Blend the vegetables, spices, herbs, and vegetable broth until smooth, or your desired texture is reached. I do enjoy this soup smooth, with a little texture remaining. Add more vegetable stock as needed to thin out, too. And don’t forget to taste test for salt and pepper levels!
Once smooth, serve and garnish as desired!
Storage and Reheating
If you have leftovers, store them in an airtight container in the fridge once the soup is cooled. Store it in a shallow container and it will cool quicker.
This tomato soup will last about 3-4 days in the fridge, if stored properly and kept in the fridge. To reheat, either do so in the microwave, ensuring the soup is fully heated through before enjoying, or on the stovetop until warmed through.
Yes, this tomato carrot soup recipe freezes beautifully! Because it is dairy-free, it’s a perfect candidate for freezing. I often freeze it in individual portions in my Souper Cubes. Reheat frozen soup blocks in a saucepan on the stove over medium heat, stirring occasionally, until fully heated through.
- Add in spinach or chickpeas for texture and additional protien and veggies.
- Add tomato paste for a more concentrated tomato flavor (see notes).
- Add 1 Yukon Gold potato when roasting to thicken the soup more.
- Blend with fresh basil for a spin on tomato basil soup.
- Stir in coconut milk – a delicious dairy-free alternative to cream.
What to Serve with Tomato Soup
You know there is one classic combination when it comes to what to eat with carrot tomato soup: grilled cheese. But it doesn’t end there. This tomato soup is so versatile and can be served in so many ways — even enjoyed on its own!
- 4 Cheese Grilled Cheese
- Super Greens Sandwich
- Roasted Broccolini
- Rosemary Salmon
- A hearty green salad
- Cheesy Potato Croquettes
- Potato Egg Casserole (hello, brunch!)
Of course, it’s not just about what you serve with tomato soup, but how you garnish it. This soup is excellent with homemade croutons on top, fresh basil or parsley, and a little helping of cheese.
And as with all soups (IMO) it’s top-notch served with fresh bread.

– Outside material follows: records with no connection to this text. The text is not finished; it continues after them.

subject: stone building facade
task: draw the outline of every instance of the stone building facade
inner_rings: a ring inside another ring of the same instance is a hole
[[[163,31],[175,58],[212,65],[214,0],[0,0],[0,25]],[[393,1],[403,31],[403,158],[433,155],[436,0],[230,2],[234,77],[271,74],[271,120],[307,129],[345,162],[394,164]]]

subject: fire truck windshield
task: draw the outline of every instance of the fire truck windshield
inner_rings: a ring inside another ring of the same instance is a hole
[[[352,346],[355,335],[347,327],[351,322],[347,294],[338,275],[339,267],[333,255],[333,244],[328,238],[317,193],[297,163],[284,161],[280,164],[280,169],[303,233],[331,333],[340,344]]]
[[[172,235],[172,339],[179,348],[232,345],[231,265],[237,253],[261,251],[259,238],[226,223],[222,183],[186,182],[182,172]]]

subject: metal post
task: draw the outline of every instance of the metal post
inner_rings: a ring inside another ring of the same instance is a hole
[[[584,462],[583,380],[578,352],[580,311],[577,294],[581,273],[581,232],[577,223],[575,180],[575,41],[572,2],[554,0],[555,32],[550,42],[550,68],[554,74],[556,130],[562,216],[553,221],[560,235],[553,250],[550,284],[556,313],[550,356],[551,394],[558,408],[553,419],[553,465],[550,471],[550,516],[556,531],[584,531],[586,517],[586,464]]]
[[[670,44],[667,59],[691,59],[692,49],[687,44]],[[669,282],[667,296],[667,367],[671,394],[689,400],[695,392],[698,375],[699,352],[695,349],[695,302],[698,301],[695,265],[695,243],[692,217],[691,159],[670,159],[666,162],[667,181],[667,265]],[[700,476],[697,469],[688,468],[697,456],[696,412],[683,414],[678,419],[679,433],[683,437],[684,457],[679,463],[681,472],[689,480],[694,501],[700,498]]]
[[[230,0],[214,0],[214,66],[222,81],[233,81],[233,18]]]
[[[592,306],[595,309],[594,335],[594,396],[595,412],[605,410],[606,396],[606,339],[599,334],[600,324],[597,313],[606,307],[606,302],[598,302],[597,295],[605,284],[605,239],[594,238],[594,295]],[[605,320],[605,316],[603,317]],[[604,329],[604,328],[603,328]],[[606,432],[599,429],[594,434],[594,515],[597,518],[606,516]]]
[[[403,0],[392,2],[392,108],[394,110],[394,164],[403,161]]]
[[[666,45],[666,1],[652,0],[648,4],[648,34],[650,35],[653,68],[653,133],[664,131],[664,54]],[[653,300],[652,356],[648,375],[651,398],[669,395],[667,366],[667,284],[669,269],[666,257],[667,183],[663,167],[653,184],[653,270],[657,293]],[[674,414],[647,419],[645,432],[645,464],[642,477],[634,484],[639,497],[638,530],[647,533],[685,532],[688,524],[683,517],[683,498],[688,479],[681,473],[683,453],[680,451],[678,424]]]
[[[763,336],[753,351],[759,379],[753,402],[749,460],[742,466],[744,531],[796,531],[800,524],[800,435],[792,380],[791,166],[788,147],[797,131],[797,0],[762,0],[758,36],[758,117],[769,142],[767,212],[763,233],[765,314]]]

Roasted Tomato Carrot Ginger Soup
- 1 cup carrots, (~4 medium), peeled & cut into 1/2 inch pieces
- 1.75 pounds tomatoes, halved and stems cut out
- 1 inch piece ginger, halved
- 2 garlic cloves, peeled
- 3 Tablespoons olive oil
- Salt and Pepper, to taste
- 1/2 teaspoon dried basil
- 1/4 teaspoon onion powder
- 1/8 teaspoon white pepper
- 1/4 teaspoon ground turmeric
- 1 1/2 cups vegetable stock, more as needed
- Pre-heat oven to 400°F. Place carrot pieces, halved tomatoes, ginger, and whole garlic cloves on a large rimmed baking sheet. Drizzle the vegetables with olive oil and a pinch of salt and pepper. Toss to coat completely. Place tomatoes skin side down (so cut side is up). Roast for 18-20 minutes, tossing halfway through, until carrots are fork-tender.
- Place roasted vegetables in a large stockpot (for an immersion blender) or a blender. Add any pan juices that remain. Add dried spices and vegetable stock.
- Blend together until smooth either using an immersion blender (in the stockpot) or in a blender. If using a blender, be sure to vent the top opening to allow steam to escape. Blend until smooth, adding more vegetable stock as needed for desired consistency. Be sure to taste test for salt levels, too.
- Serve immediately with basil garnish as desired. Store any leftovers in an airtight container in the fridge for 3-4 days.
- Add 1 tablespoon tomato paste for a more concentrated tomato flavor.
- Up the white pepper to 1/4 teaspoon for a little extra kick!
- Make this a one-pot dish! Roast the veggies in an oven-safe dutch oven. You’ll need to extend the cooking time by 5-10 minutes, then use your immersion blender in the stockpot once the veggies are tender.
- Freeze: place the soup in a freezer-safe container with room for expansion. Once completely cooled, cover and freeze. Reheat frozen soup in a saucepan on the stove until heated through.
Disclaimer: The nutritional information provided for this recipe is only an estimate. The accuracy of the facts listed is not and cannot be guaranteed.